Eventually I transferred within Sabre to the East Coast and be-gan working with the company's hot Internet start-up division, Sabre Business Travel Solutions, helping clients build web-based systems so corporate travelers could book their own arrangements over the Internet. It was 1997, the so-called Internet economy was heating up, and so was my own Internet fever. After two years at Sabre, I left to join a start-up company called Commerce One. Over the next several years, Commerce One expanded rapidly, went public, and became one of the most influential builders of on-line marketplaces, also known as trade exchanges. Our software solutions linked buyers and suppliers into on-line trading communities so companies in the same industry could buy and sell supplies through one common hub. Between 2000 and 2001, Commerce One was one of the Internet's highest fliers.
As Internet companies started to collapse in 2001, Commerce One, unfortunately, also suffered, and by 2003 1 had survived more than eight rounds of layoffs. Eventually, I decided to leave the company and began working at BetweenMarkets, a young Austin-based company whose supply chain software let companies better manage their product distribution and fulfillment systems.
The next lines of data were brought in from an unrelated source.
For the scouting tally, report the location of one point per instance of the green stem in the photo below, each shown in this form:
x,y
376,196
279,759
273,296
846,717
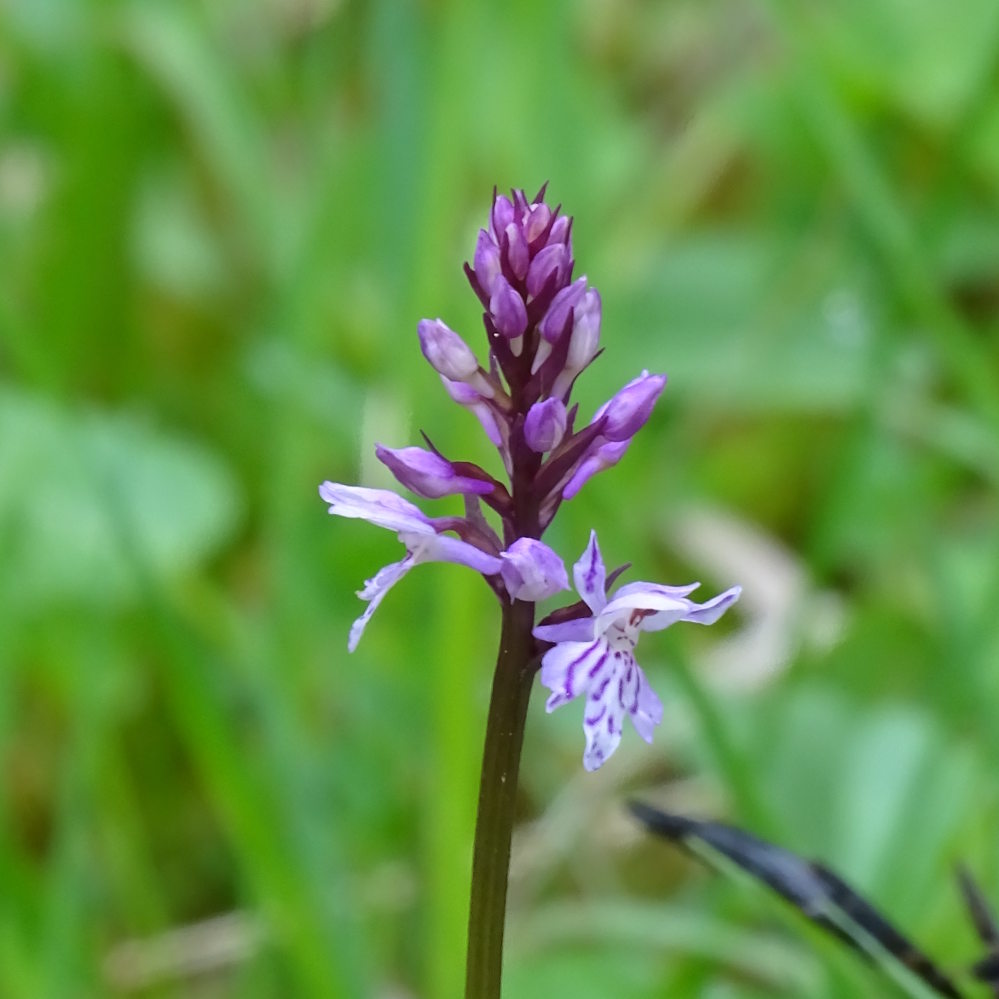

Working in this 30-person company, I was the sole liaison between customers and the company's technology development team. I also managed the software implementation for BetweenMarkets's first large corporate customer.
Then, on a hot summer day last June, I was driving to Dallas-Fort Worth to visit my family when a girlfriend called my mobile phone and told me she had heard auditions were being held in Dallas for a reality show called The Apprentice. I'd never heard of the show, and I rarely watched television, but the show's premise--Survivor for businesspeople-had my name all over it. The next thing I knew, I was living in a suite at Trump Tower with 15 strangers, and my life took an amazing professional turn. Thanks to Mark Burnett Productions and Donald Trump, I had a rare opportunity to showcase my business acumen and professional skills on a national platform. What It Takes is not about The Apprentice, but The Apprentice is all about What It Takes.
What It Takes
From my days managing multimillion-dollar software projects to selling $20 glasses of lemonade on The Apprentice, and from playing with boys on my block to working in male-dominated in-dustries and offices, I have become convinced that the secret to moving up and getting what you want at work is not about being the smartest person or the hardest worker-it is about how well we communicate, whether we take on challenges and risks, and to what degree we take control over our own working lives. Women do not (yet) rule the business world, and we still have to fight if we want to play with those who do. It does not take a man or male traits to be successful in business-it takes a gutsy, confident, graceful woman who uses empowering strategies to move up at work.